South Africa’s annual inflation rate rose for the second consecutive month in September, reaching a three-month high of 5.4%, according to the latest data from Statistics South Africa. This was higher than the 5.3% forecast by economists and the 4.8% recorded in August 2023.
The main contributors to the increase in inflation were food and non-alcoholic beverages, housing and utilities, transport, and miscellaneous goods and services. These categories accounted for 3.8 percentage points of the 5.4% annual rate.
Food and non-alcoholic beverages prices rose by 7.2% year-on-year, driven by higher prices of bread and cereals, meat, milk, eggs and cheese, oils and fats, and sugar, sweets and desserts.
Housing and utilities prices increased by 4.8% year-on-year, mainly due to higher costs of electricity, gas and other fuels, water and sanitation, and refuse collection.
Transport prices rose by 11.6% year-on-year, reflecting the higher prices of petrol, diesel, vehicle parts and accessories, and public transport. Miscellaneous goods and services prices increased by 6.1% year-on-year, influenced by higher prices of insurance, personal care products, appliances, equipment and maintenance, and recreation and culture.
Recent warnings from Reserve Bank governor Lesetja Kganyago about the persistent inflation and the need for prolonged tight monetary policies may lead the central bank to reconsider its plans for rate hikes scheduled for November.
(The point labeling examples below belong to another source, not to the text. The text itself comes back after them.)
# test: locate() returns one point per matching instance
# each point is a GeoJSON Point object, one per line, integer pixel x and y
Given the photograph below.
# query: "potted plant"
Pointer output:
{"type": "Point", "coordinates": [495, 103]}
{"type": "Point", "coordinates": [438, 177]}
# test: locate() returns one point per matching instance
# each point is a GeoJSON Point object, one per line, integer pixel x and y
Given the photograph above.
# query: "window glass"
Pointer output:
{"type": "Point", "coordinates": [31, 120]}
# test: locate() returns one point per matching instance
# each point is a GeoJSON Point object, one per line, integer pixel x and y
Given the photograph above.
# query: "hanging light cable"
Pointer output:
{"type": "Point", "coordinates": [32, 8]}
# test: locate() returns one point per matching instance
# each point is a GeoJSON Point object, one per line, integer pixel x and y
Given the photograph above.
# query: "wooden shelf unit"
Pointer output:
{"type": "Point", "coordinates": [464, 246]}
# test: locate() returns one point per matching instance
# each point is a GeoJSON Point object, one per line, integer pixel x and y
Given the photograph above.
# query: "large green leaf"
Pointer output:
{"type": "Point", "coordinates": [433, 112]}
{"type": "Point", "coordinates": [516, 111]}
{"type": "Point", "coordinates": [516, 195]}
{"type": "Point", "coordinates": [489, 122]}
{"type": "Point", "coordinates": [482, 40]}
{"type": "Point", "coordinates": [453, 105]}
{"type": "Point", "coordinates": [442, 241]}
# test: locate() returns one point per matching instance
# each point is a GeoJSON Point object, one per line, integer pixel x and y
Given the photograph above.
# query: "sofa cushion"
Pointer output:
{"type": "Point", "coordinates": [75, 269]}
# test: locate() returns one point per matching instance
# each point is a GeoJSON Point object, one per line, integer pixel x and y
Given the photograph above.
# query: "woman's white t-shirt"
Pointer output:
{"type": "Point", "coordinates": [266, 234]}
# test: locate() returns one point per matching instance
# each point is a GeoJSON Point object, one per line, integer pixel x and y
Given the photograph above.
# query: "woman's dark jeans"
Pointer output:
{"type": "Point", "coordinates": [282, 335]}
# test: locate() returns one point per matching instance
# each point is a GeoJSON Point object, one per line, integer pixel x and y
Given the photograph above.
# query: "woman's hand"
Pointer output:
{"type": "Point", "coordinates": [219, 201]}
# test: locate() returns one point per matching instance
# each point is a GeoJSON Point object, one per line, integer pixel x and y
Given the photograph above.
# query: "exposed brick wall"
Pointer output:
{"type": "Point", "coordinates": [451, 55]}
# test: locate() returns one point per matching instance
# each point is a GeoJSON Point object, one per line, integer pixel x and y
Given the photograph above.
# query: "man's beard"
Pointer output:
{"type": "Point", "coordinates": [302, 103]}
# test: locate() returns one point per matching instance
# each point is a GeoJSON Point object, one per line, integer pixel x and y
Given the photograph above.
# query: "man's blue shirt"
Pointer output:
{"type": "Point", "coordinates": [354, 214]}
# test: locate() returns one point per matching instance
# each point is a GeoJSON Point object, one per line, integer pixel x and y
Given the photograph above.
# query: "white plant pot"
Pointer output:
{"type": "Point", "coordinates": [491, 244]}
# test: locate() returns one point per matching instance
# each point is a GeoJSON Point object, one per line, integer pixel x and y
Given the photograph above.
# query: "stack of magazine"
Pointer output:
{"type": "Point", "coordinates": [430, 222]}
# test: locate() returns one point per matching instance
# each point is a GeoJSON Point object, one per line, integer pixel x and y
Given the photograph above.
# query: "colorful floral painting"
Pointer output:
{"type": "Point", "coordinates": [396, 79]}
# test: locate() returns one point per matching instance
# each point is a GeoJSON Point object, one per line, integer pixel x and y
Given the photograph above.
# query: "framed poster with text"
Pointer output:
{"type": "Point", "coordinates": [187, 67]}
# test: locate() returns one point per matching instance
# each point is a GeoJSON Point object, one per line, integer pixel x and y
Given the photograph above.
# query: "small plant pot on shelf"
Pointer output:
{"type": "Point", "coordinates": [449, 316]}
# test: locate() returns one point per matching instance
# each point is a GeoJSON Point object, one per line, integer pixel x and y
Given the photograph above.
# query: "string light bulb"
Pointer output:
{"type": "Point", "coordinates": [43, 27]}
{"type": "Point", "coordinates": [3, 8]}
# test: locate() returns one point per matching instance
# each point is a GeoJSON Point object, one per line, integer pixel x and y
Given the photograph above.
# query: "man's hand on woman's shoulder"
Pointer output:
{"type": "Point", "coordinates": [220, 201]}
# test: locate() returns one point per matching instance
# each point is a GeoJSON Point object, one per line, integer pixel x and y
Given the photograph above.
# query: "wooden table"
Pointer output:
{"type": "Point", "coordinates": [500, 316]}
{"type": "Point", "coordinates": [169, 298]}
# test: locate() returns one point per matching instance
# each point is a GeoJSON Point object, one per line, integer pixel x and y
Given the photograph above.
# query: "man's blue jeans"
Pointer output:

The Reserve Bank’s inflation target range of 3% to 6%, with a goal of 4.5% at the midpoint, adds weight to the significance of this decision.
Kganyago emphasized that inflation has proven more resilient than anticipated, prompting central banks to extend their commitment to tighten policies. Despite global economic challenges, the battle against inflation remains unresolved, both domestically and worldwide, he indicated.